Chapter 6
RACHEL
Negotiations were most certainly not Rachel’s strong suit. She held her own when it came to the boys, but Evelyn had her number.
To be honest, Rachel wasn’t sure who had won this round. It seemed to be a draw. Which probably meant that Evelyn won, because Evelyn always won.
Now everyone had left, and it wasn’t even eight, and Rachel was ready to collapse on the sofa and watch something mindless. Clicking on HGTV, she did just that. Her eyelids started to drift closed as Joanna Gaines helped remodel an already lovely home in Waco. Then the doorbell rang.
Because of course it did.
The only thing that had Rachel rising to see who it might be was the hope that it could be a tag team of Girl Scouts with cookies ready for purchase.
She pulled back the curtain. Travis stood there, a glow of porch light illuminating his broad back, since he had turned toward the street. She frowned. What on earth was he doing here?
Unlocking the door, she tugged it open.
“Travis?” she asked.
Well, wasn’t this just unexpected? Also, not entirely desired. Sofa, television, then maybe a Matthew McConaughey flick to get her in the mood for a little special alone time. The kind that involved her imagination and her hand.

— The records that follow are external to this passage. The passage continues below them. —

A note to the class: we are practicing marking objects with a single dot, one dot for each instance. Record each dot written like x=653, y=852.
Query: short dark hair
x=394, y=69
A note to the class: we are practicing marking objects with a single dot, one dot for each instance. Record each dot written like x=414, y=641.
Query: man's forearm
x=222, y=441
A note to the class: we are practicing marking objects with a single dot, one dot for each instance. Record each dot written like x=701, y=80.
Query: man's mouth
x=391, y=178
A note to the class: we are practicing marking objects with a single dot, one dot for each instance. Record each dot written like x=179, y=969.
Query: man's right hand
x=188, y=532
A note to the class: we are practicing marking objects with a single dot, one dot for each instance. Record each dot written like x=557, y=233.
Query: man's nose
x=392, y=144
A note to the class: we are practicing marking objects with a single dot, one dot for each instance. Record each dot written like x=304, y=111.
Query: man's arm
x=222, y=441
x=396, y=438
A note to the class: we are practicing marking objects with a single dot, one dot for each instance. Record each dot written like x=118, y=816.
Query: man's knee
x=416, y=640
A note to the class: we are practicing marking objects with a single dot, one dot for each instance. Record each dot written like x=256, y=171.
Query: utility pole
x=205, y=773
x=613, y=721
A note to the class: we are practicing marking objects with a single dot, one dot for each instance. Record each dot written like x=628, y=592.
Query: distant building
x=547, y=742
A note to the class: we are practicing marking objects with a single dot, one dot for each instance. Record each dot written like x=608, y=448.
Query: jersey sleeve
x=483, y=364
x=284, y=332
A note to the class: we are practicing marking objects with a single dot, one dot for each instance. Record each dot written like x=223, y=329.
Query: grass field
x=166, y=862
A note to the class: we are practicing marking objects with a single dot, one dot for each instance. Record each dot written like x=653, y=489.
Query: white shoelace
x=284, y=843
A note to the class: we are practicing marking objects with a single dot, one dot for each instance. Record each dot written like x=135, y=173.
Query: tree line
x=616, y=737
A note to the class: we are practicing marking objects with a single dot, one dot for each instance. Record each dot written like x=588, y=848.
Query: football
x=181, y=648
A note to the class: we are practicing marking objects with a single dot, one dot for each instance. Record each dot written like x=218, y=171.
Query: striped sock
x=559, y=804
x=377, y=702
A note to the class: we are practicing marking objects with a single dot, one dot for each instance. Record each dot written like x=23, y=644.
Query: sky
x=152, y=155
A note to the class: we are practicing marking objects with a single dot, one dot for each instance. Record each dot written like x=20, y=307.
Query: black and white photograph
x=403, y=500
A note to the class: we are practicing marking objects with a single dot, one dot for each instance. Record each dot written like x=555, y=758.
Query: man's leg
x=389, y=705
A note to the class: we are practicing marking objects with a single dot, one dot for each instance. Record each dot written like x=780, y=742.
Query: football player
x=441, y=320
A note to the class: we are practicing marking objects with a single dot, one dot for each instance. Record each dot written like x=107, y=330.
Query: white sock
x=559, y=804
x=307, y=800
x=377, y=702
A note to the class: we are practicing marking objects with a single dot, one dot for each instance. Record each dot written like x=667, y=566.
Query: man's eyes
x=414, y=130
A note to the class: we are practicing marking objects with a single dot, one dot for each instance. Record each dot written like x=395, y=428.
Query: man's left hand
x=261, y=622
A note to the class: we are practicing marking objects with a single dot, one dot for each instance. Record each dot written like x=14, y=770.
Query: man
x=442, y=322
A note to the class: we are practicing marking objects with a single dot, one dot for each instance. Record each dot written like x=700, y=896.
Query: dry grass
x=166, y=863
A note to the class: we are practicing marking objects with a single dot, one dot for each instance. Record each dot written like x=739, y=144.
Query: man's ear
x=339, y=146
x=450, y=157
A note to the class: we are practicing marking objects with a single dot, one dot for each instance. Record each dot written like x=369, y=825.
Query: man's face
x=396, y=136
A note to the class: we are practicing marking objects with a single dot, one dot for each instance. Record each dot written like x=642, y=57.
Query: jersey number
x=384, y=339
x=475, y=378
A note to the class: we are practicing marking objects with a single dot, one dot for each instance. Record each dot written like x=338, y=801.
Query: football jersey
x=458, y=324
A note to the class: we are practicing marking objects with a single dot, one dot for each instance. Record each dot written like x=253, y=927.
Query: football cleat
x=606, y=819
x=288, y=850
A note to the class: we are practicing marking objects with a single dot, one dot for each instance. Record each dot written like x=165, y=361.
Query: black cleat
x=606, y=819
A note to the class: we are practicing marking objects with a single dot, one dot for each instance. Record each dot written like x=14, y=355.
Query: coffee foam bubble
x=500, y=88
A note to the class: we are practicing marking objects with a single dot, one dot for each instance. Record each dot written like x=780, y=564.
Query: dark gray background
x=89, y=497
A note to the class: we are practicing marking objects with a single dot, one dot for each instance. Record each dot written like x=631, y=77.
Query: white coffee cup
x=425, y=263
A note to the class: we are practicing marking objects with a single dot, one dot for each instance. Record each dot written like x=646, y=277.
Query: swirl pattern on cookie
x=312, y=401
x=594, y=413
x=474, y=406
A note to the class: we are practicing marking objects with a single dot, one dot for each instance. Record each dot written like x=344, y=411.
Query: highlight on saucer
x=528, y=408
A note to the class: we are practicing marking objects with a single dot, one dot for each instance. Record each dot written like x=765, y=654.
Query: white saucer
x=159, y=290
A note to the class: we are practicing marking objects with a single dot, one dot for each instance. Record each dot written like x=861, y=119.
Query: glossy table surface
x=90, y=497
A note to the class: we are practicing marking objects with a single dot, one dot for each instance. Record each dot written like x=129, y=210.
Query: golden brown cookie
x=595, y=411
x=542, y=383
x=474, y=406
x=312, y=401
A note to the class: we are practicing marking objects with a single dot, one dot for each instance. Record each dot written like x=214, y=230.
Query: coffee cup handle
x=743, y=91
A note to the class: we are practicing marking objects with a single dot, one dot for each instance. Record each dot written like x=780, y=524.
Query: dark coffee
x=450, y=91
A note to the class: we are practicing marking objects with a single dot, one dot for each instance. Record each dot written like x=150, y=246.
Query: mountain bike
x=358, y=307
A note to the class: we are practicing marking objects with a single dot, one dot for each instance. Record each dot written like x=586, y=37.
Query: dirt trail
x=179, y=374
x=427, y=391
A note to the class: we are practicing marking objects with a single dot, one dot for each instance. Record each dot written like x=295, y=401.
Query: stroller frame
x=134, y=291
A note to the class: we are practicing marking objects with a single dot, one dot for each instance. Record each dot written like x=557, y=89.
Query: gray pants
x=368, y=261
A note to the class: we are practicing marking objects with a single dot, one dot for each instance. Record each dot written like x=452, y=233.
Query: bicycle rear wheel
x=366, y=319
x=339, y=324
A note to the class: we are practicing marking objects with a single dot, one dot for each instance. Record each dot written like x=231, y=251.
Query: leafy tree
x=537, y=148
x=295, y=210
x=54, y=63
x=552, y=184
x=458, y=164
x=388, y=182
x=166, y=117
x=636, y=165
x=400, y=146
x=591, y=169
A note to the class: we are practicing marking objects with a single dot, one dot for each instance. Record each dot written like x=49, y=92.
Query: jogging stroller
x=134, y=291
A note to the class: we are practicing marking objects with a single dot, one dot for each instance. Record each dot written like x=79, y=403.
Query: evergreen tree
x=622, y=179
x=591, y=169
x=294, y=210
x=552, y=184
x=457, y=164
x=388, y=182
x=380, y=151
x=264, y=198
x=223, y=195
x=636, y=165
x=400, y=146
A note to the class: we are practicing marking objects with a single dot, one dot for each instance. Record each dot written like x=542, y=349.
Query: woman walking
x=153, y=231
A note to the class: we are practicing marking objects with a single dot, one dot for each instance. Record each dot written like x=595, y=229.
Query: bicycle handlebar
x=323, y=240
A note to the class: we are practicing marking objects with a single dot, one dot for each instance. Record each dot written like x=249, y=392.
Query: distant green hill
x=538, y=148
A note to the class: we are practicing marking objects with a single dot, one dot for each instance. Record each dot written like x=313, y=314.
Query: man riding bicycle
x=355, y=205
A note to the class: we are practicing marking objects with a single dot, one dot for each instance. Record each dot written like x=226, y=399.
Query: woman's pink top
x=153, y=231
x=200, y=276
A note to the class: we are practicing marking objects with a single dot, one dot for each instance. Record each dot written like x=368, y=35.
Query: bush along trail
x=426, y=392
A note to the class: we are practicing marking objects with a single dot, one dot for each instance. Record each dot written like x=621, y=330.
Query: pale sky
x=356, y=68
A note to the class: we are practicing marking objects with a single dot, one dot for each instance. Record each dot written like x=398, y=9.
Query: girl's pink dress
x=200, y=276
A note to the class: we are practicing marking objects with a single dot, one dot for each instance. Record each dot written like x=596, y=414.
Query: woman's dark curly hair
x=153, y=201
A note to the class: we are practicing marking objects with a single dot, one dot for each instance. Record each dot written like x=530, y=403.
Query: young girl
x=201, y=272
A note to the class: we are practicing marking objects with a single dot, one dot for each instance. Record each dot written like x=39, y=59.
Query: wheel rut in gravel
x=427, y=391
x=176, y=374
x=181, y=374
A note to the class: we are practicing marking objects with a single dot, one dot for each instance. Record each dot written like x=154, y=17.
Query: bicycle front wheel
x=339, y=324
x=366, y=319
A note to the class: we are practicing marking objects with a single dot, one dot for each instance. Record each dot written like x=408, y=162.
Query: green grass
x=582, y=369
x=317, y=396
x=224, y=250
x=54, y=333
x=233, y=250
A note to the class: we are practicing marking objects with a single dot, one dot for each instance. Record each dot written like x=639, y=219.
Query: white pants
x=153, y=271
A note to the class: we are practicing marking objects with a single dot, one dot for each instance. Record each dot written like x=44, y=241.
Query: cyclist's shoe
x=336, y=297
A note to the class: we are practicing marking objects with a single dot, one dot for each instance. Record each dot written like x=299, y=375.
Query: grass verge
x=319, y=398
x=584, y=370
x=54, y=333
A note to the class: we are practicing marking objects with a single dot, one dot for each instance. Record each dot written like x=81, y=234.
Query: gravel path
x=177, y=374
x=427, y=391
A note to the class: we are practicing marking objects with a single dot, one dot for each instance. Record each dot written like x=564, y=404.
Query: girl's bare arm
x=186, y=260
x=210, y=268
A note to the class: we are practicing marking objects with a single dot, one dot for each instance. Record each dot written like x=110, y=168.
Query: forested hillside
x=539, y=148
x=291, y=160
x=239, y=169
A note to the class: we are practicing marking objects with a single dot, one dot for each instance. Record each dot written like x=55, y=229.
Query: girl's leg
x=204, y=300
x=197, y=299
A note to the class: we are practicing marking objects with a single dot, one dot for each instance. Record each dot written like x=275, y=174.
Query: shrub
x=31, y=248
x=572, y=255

“Hey.” Travis turned back to her, bashful, which wasn’t the usual for him. He held out a paper bag. “I thought you might appreciate some refreshments after the party.”
She opened the bag, looked in, and then glanced back up at him. He’d brought her tequila, limes, Grand Marnier, simple syrup, and the cute salt that came in a special plastic container with the sombrero lid.
Her heart squeezed, in the good way.
Gavin was right, she liked surprises—when they weren’t of the alive variety.
“You read my sign?” she asked.
He grinned, the bashful gone and his persistent charm taking its place. “I did. And I also figured you deserved a little present for standing up to my mom the way you did. She’s not used to that. It’s good for her.”
She liked the bashful better. The bashful was vulnerable, and Travis didn’t generally do vulnerable.
To be totally honest, the charisma put her on edge and made her wary of his intentions.
Most women probably fell all over themselves when he turned on that dark magic of his, but Rachel wasn’t most women.
That part of him was so polished, so determined… it wasn’t authentic.
The conversation stalled when Rachel didn’t say anything further. The vulnerability seeped back into his expression as they stood there together at her door—her inside with all the fixings for margaritas, him outside… alone.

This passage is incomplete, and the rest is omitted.